Trump viene descritto come un leader che ha saputo coniugare la “pace attraverso la forza” e il pragmatismo diplomatico. “Putin vedeva in Trump un presidente forte e risoluto, capace di usare tutti gli strumenti del potere americano, pacifici e coercitivi, per difendere gli interessi degli Stati Uniti”. Tra i successi citati dell’amministrazione Trump: le sanzioni contro il Nord Stream II, che hanno mostrato agli europei che “rendere la propria economia dipendente dal gas russo sarebbe stato un errore strategico”; la fornitura di armi letali all’Ucraina, tra cui i missili Javelin; terzo, la pressione sugli alleati NATO affinché rispettassero gli obblighi di difesa collettiva. Allo stesso tempo, Trump ha mantenuto un approccio transazionale con la Russia: “Trump non demonizzava Putin nei suoi discorsi pubblici, ma usava la sua esperienza da negoziatore per trovare punti di dialogo, pur restando fermo sugli interessi americani”.
Il generale Kellogg critica l’amministrazione Biden per aver trasformato la guerra in Ucraina in “un conflitto di logoramento senza obiettivi chiari” e per aver sostenuto un’escalation che rischia di sfociare in un confronto nucleare.
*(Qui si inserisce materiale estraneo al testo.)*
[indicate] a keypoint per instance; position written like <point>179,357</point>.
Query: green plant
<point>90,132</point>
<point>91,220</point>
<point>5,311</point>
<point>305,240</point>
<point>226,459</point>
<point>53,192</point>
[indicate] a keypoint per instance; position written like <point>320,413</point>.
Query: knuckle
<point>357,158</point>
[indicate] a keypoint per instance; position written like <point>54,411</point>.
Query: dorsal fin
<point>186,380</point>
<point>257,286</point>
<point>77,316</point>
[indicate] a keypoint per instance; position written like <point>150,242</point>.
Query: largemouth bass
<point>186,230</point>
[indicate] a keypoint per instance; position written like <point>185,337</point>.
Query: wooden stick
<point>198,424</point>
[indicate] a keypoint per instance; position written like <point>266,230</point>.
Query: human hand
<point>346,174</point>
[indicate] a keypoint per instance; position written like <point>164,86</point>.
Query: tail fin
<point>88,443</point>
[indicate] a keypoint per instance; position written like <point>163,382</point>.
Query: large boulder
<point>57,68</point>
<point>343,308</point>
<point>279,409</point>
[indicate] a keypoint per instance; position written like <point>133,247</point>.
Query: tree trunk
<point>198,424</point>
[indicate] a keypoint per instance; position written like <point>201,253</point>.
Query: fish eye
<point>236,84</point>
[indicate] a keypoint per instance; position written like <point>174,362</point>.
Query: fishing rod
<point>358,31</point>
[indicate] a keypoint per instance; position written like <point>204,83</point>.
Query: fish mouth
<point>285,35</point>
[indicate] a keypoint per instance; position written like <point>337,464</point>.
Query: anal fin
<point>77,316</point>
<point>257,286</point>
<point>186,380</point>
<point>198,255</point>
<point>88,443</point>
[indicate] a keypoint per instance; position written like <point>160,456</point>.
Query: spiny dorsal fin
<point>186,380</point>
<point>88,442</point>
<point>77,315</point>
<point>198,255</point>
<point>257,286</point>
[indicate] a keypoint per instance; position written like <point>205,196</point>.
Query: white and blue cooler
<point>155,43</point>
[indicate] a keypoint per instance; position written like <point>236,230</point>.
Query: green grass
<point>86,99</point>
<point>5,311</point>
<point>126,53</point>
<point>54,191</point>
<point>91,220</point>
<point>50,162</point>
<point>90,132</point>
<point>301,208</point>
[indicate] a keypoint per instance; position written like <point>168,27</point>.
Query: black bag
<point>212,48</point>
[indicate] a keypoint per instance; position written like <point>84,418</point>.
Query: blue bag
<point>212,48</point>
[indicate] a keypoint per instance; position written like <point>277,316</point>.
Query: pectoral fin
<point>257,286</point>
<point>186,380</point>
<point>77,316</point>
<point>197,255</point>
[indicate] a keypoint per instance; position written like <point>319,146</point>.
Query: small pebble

Molti americani contrari all’assistenza militare all’Ucraina, si afferma, non sono isolazionisti ma preoccupati per i rischi derivanti dalla guerra: “Ci chiediamo se gli interessi strategici vitali degli Stati Uniti siano davvero in gioco in questo conflitto”.
Una politica America First per l’Ucraina
Kellogg sottolinea che l’approccio America First non è isolazionista né propone un ritiro dell’America dagli affari globali, ma punta a una politica estera che privilegi gli interessi del popolo americano evitando guerre interminabili e inutili. In Ucraina, questo approccio implica un ruolo attivo nel porre fine al conflitto, senza però sacrificare gli interessi nazionali degli Stati Uniti.
Per raggiungere questo obiettivo, Kellogg suggerisce gli Stati Uniti “dovrebbero spingere per un accordo negoziato”, continuando a fornire armi all’Ucraina per rafforzarne la difesa e prevenire ulteriori avanzamenti russi. Tuttavia, “ulteriori aiuti militari sarebbero subordinati alla partecipazione dell’Ucraina a colloqui di pace con la Russia”. Inoltre, secondo il generale, la NATO dovrebbe “ritardare l’ingresso dell’Ucraina nell’Alleanza in cambio di un accordo di pace verificabile e garanzie di sicurezza”. Sul fronte delle sanzioni, “si propone di offrire un parziale sollievo dalle sanzioni alla Russia in cambio di un cessate il fuoco, una zona smilitarizzata e la partecipazione ai negoziati. Le sanzioni complete sarebbero revocate solo dopo un accordo finale accettabile per l’Ucraina”. Ora, tuttavia, al generale spetta passare dalle parole ai fatti. Tutt’altro che un compito facile, in un quadro estremamente complesso e caotico.